Courageous Intelligent Design proponents are asking tough questions about the limits of Darwin’s theory of evolution as an explanation of Life the Universe and Everything. It goes like this:
Charles Darwin did not attempt to describe the origins of the universe, just the species. Darwin’s
Origin of The Species refers to the capital “C” Creator breathing life into the original beings. The difference between a house cat and a single-cell ameoba is gargantuan, enormous, huge, but measurable. That measurable difference is in conflict with either biologists’ understood rates of mutation or with astronomers’ understanding of the age of the universe, or both. How many spontaneous eruptions of life were there? What are the odds of that? How was it that organisms that don’t have cell nuclei produced organisms that do? Was it the other way around? How did sexual reproduction evolve out of asexual reproduction? Did male and female evolve separately, but at the same time? Who set the first Male up with the first Female? How did they know where to meet? What if they didn’t hit it off? How many billions of years would we have been set back if they hadn’t? What if they got acquainted and had a few drinks but he hadn’t evolved his beer goggles yet? What are the odds of that?

They’re good questions. (except for those there at the end, they’re mostly mine.)

Sadly, in the hands of us mere mortals, we sinners who want so desperately to see the face of our Lord, we the wretched who see the Virgin Mary on the walls of the Fullerton Avenue underpass in Chicago, these good questions are wasted.

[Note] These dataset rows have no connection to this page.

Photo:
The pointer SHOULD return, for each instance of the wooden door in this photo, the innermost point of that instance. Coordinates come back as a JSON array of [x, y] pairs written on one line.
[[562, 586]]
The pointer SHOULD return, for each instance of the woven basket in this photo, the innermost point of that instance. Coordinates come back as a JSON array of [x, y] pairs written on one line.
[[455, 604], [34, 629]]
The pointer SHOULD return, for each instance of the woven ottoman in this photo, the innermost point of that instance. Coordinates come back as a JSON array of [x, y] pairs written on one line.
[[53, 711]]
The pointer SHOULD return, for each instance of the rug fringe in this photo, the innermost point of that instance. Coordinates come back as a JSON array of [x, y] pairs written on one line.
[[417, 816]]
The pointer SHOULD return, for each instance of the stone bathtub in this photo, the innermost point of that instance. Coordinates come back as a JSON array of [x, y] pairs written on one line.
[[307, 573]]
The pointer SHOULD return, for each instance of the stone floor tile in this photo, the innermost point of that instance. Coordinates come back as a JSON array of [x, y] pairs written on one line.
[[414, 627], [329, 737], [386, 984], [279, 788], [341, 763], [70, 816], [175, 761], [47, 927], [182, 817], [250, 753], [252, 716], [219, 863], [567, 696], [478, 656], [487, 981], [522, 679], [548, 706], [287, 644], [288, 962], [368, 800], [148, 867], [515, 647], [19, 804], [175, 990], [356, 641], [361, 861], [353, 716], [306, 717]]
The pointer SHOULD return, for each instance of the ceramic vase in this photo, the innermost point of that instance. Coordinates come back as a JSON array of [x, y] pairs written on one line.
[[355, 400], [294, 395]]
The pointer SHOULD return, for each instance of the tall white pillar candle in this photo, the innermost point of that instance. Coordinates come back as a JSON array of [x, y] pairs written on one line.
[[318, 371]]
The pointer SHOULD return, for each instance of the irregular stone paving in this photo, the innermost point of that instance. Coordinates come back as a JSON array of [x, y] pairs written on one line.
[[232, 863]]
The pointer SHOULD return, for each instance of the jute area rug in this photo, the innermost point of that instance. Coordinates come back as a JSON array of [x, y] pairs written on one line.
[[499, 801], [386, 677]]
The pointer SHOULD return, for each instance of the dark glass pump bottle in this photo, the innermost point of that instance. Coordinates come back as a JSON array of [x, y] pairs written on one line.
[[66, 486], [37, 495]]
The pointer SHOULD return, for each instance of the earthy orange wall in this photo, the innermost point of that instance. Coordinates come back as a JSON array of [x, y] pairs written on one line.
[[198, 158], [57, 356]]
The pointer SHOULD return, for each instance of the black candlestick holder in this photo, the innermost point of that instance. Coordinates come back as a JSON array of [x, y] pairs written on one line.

We want so badly to have our faith rewarded, we want so much to be right, and we are so tired of the fish stickers that sprout legs and say “Darwin” instead of “IXOYE” (a really old Greek acronym for Jesus Christ God Son Savior) or “Jesus”. We let our hopes and fondest wishes fill the gaps in science and we can look pretty stupid doing it:

Irreducible complexity. It’s the idea that a multipart thing cannot have come together accidentally when the disassembled parts don’t make sense each on their own. If you see a structure in nature that is irreducibly complex, you’re seeing design. This is hogwash. If you see a structure in nature that is irreducibly complex, your seeing a thing that might have evolved by having the unnecessary parts shrink and dissapear.

Evolution defies entropy. Hog. Wash. Entropy is the law in physics that says everything is always degrading, on its way to grey while Evolution is always building thing up, making them better. 1.) Evolution is not betterment, just change. 2.) Physics <> Biology. duh.

Flying Spaghetti Monster

Nature is too complicated to be an accident, it must be designed. Wash Another Hog. Just because you can’t imagine another answer doesn’t make the only answer you can imagine correct. This little logical error has actually spawned a mini mock church, the Church of the Flying Spaghetti Monster. The membership claims to believe that a super intelligent flying-pasta-being created this earth and all the creatures that inhabit it. They have every bit as much proof of this as Christians have. The Pastafarians are mocking you and their church is funnier than yours.


The fossil record is lacking.
Yes it is, so what? fossils don’t usually happen from remains. - and - Yes it is, so what? We haven’t found all the species currently inhabiting the globe, why are you surprised that we’re missing some of those that have been dead for a kajillion years?

Cardinal Paul Poupard head of the Pontifical Council for Culture reminds us of Pope John Paul II’s words: “Truth cannot contradict Truth.” Cardinal Poupard is quoted extensively in an article from the International Herald Tribune:

The Vatican project was inspired by Pope John Paul II’s declaration in 1992 that the church’s 17th-century denunciation of Galileo was an error resulting from “tragic mutual incomprehension.” Galileo was condemned for supporting Nicolaus Copernicus’s theory that the Earth revolved around the Sun; church teaching at the time placed Earth at the center of the universe.

Religious zealotry in the name of Charles Darwin is still religious zealotry. So, Mr. I’ve-got-a-fish-with-legs-on -my-hatchback, be careful what fond hopeful wishes you stuff into the mysterious spaces that are between the things that science can observe, measure, hypothesize about, and do reproducible experiments on.